Re: Let file_fdw access COPY FROM PROGRAM

From: Corey Huinker <corey(dot)huinker(at)gmail(dot)com>
To: Craig Ringer <craig(at)2ndquadrant(dot)com>
Cc: PG <pgsql-hackers(at)postgresql(dot)org>
Subject: Re: Let file_fdw access COPY FROM PROGRAM
Date: 2016-06-03 07:37:02
Message-ID: CADkLM=eW701r3JMDf3XeznY44XK8aa+hvaVCV74zpK3BGKn7Gg@mail.gmail.com
Views: Raw Message | Whole Thread | Download mbox | Resend email
Thread:
Lists: pgsql-hackers

On Fri, Jun 3, 2016 at 1:06 AM, Craig Ringer <craig(at)2ndquadrant(dot)com> wrote:

> On 3 June 2016 at 04:48, Corey Huinker <corey(dot)huinker(at)gmail(dot)com> wrote:
>
>> A while back, there was a push to make COPY gzip-aware. That didn't
>> happen, but COPY FROM PROGRAM did, and it scratches the same itch.
>>
>
>
>> - writing unwanted columns to a temp/work table via COPY, and then
>> immediately re-reading them
>>
>
> Without wanting to take away from the value of letting file FDW access
> FROM PROGRAM, I think this really merits a solution that applies to COPY as
> well. Variants on "how do I COPY just some columns from a CSV" is a real
> FAQ, and it doesn't seem like it'd be excessively hard to support. We'd
> just need some way to pass a list of column-ordinals or header-names.
>
> Not asking you to do that work, just pointing out that this particular
> issue applies to COPY its self as well.
>

I agree, they are two different but slightly overlapping issues. file_fdw
needs a way to handle compressed/filtered files, and COPY needs the ability
to skip columns. But right now COPY is all about getting the shape of the
input from the shape of the destination table.
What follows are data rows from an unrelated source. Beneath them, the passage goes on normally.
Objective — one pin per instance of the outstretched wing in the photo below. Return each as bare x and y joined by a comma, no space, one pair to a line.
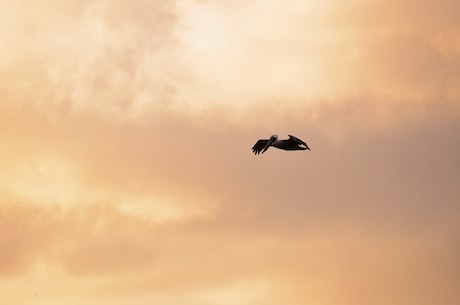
257,148
297,140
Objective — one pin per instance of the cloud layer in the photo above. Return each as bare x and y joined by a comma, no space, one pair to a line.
127,175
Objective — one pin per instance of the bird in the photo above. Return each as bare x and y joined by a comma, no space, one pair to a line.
293,143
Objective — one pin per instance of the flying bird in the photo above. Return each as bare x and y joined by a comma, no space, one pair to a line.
292,143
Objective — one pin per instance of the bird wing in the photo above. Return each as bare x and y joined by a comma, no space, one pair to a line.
296,140
257,148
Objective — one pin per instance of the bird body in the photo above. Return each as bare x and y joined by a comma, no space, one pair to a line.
293,143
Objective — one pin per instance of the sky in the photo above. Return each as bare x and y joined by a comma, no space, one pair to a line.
127,174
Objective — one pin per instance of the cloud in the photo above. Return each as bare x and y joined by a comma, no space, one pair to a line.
127,173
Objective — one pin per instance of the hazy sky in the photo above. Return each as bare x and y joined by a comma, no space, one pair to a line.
127,175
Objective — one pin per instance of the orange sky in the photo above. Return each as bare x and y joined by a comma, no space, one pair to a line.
127,175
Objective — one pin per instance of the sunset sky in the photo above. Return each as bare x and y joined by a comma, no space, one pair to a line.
127,175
I had the bright idea of creating a custom datatype, call it "skip" /
"filler" / "nada" / "devnull" or something like that, that would map any
and all values to NULL, thus allowing COPY to naively "store" the unwanted
values into nothingness.

That idea falls apart when it hits InputFunctionCall() in fmgr.c, which
prevents any text string from coercing into NULL. I didn't think I was up
to the task of making InputFunctionCall respect a special case type (void?)
or somehow promoting the pseudo type void into a legit column type (unknown
side-effects there). I did create a type that coerced all input into the
empty string, but the disk usage of that was still pretty significant.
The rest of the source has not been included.